Arlinda Chief fue un semental como pocos.

En el mundo de la industria lechera global contemporánea probablemente no hay otro toro que haya dejado una huella igual.

El ejemplar estadounidense, nacido en 1962, ha tenido la muy respetable cifra de 16.000 crías, 500.000 nietas y 2 millones de bisnietas, según indican investigadores de la Universidad de California en Davis, Estados Unidos.

Por cuenta de la inseminación artificial, un método que se extendió en la industria lechera a partir de la década de 1960, el material genético de ese toro transformó la industria lechera.

Y como se viene descubriendo desde entonces, ha tenido impactos económicos tanto positivos como negativos.

Genética

Arlinda Chief, un toro de raza Holstein, había sido identificado como un ejemplar de condiciones genéticas particularmente deseables.

Es por eso que sus dueños empezaron a comercializar el semen congelado del toro, que sirvió para inseminar a vacas en hatos de todo el mundo.

La descendencia de Arlinda Chief no ha parado de batir récords.

En 1975, la vaca Beecher Arlinda Ellen, una de sus hijas, produjo 23 galones de leche en un día, un récord mundial para la época.

Otro hijo de Arlinda Chief, un toro conocido como Walkaway Chief Mark, es él sólo responsable del 7% del genoma en las vacas de raza Holstein en América del Norte, según la publicación especializada Milkgenomics.com.

La propagación de material genético de supertoros como Arlinda Chief, escogidos por su impacto en la productividad de los hatos lecheros, tuvo un efecto económico profundo en toda esa industria.

Milkgenomics.com estima que el promedio de producción de leche por lactancia en Estados Unidos aumentó en 380% entre la década de 1940 y 2005, gracias en buena parte a los métodos de inseminación artificial.

Mutación

Hasta ahí todo bien.

Pero con el tiempo, la industria empezó a descubrir que había un pequeño defecto en la herencia genética de Arlinda Chief.


Una pequeña mutación genética causaba problemas de fertilidad a algunas vacas.
 

Esa mutación hace que algunos de los fetos de las crías mueran antes del nacimiento en los úteros de las vacas inseminadas con el esperma de este toro.
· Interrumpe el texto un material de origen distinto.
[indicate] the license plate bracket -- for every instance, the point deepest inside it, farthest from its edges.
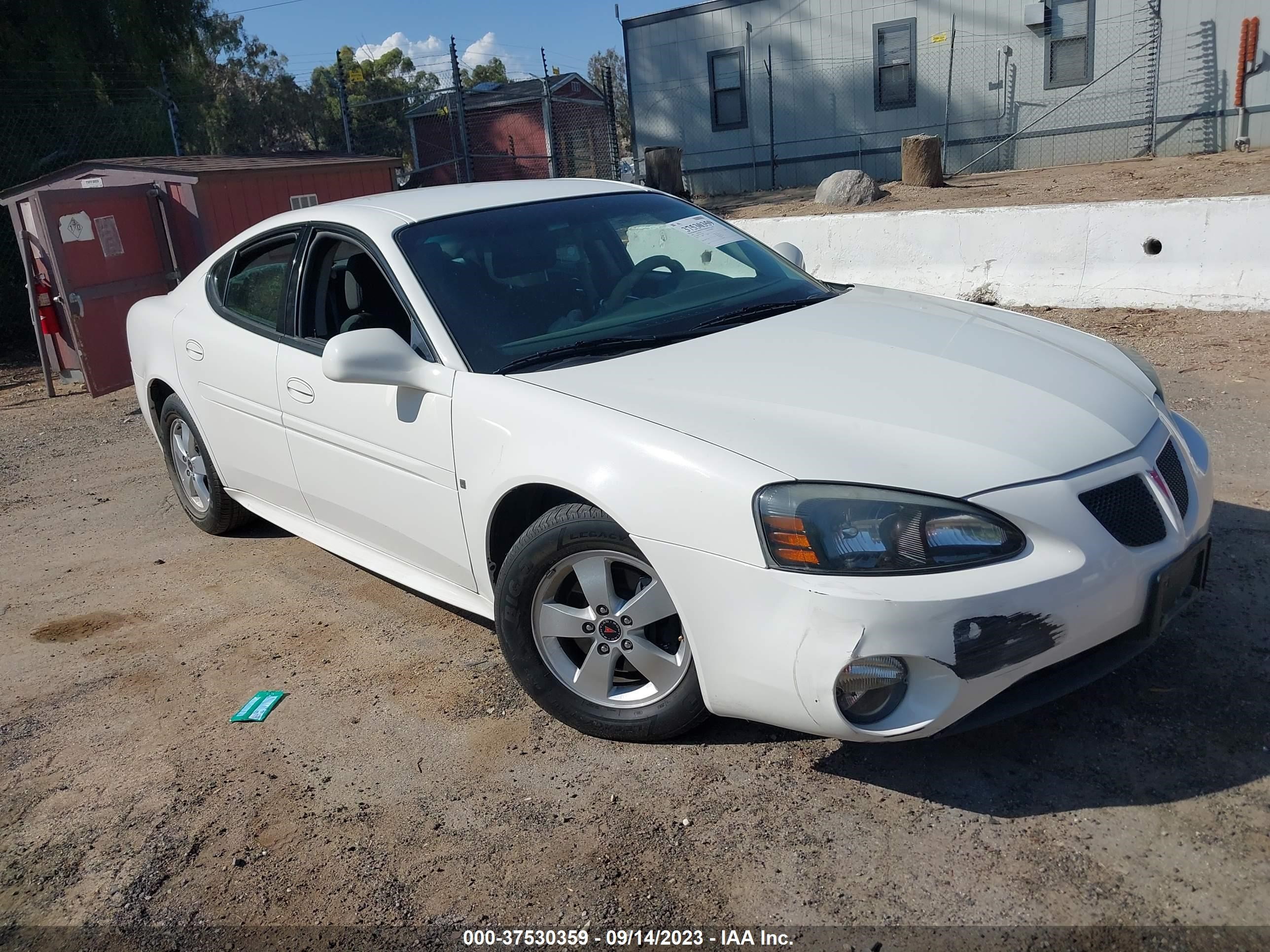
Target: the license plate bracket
(1178, 584)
Ello ha generado costos en la industria estimados en US$420 millones, por cuenta de 500.000 abortos espontáneos en todo el mundo, según indicala Universidad de California en un comunicado, que hacen referencia a los estudios que ha realizado sobre el tema el académico de la institución Harris Lewin.

El equipo de Lewin identificó la anomalía genética, en lo que es visto como un paso importante para corregir el problema.

Hoy los criadores de ganado pueden hacer pruebas de diagnóstico para evitar que el semen comprado para mejorar la productividad del hato lechero transmita el defecto a su ganado.

Negocio

Pero no hay que ser demasiado severo con el famoso semental y su herencia genética.


La producción lechera de Estados Unidos llegó a más de US$35.000 millones anuales.
 

Y es que las características "positivas" que el material genético de Arlinda Chief difundió por todo el mundo vacuno compensa con creces los defectos descubiertos, según dijo Lewin en declaraciones a BBC Mundo.

Su impacto positivo a lo largo del tiempo "puede estar alrededor de losUS$30.000 millones", asegura el investigador.

Según la Universidad de California en Davis, el número de vacas lecheras en Estados Unidos llega a los 9,32 millones y la producción total en 2015 fue de 209.000 millones de libras de leche.

El valor de toda esa leche: más de US$35.000 millones anuales.